As the first minority manager in Red Sox history, Cora is passionate about inclusion in baseball.
“If you're a minority, you're a woman, man, whatever, if you're capable, you should work [in baseball],” Cora said. “... I have met so many great women throughout my big league career, from Luchy [Binet] Guerra with the Dodgers all the way to [Red Sox assistant general manager] Raquel [Ferreira] here. And they have impacted not only the organizations that I played with, but they have impacted me as a person, as a baseball guy. And I'm very proud of all of them.”
For Tiedemann, who drew rave reviews for her MLB debut with Pay (her broadcast partner at Portland at the time) last year, Tuesday got her one step closer to her goal of being a full-time play-by-play broadcaster for an MLB team.
“Once I wrapped up my first full season of calling baseball in Alaska in 2014, I was hooked,” said Tiedemann. “So ever since then, slowly but surely, I would like to think I'm getting closer. My overall goal is to be full time with a team at some point. But I'm not rushing things.

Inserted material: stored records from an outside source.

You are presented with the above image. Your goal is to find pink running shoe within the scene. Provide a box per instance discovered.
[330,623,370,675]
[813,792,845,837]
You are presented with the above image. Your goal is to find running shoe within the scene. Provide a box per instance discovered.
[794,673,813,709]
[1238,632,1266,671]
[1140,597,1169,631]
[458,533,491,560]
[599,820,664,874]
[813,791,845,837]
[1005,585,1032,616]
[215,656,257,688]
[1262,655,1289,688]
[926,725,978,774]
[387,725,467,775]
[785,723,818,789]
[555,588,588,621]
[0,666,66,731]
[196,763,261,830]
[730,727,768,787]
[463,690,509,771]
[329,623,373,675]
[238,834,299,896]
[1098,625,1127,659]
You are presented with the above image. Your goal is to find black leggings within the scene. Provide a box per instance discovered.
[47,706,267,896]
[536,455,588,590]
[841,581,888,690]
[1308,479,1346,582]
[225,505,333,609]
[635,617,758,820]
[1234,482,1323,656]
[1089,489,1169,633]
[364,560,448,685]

I'm taking it one day at a time and one game at a time, and happy with where I'm at right now, and happy with how things have gone so far.”
For seven-time Emmy Award-winner Rizzo, this was the latest chapter of her highly successful career in baseball media that has allowed her to flourish on many platforms. Including one that set her up nicely for Tuesday’s piece of Red Sox history.
“I was part of the first ever all female broadcast in Major League Baseball ... and that was in July of 2021 when I was with MLB Network, and it was also broadcast on YouTube. So it was the Baltimore Orioles against the Tampa Bay Rays,” said Rizzo. “Melanie Newman was play by play. Sarah Langs was color. I was the sideline reporter, and pre and post was hosted by Heidi Watney and Lauren Gardner.”
Tuesday gave Rizzo the chance to do one of the only things she’d never done in her career covering baseball: Do a game from the booth.
“I'm not going to be Lou Merloni. I'm not going to be Will Middlebrooks,” Rizzo said. “That's not who I am. I'm not going to be breaking down pitch sequences and those types of things. I mean, that's more of what Emma does. I have more of a human element and a storytelling side. I've covered the game for decades, but never in this role.”
As accommodating as Tiedemann and Rizzo were with media requests in the days leading up to Tuesday, their biggest victory will come when two women calling a game together isn’t a story.
“We're having this conversation right now and doing these interviews because it's an all-female broadcast, but if you look at the resumes, I mean, we've been doing this for decades in terms of covering sports,” said Rizzo. “It’s no different than any other day of what we've done at the ballpark. So an opportunity exists if you want to go after it.”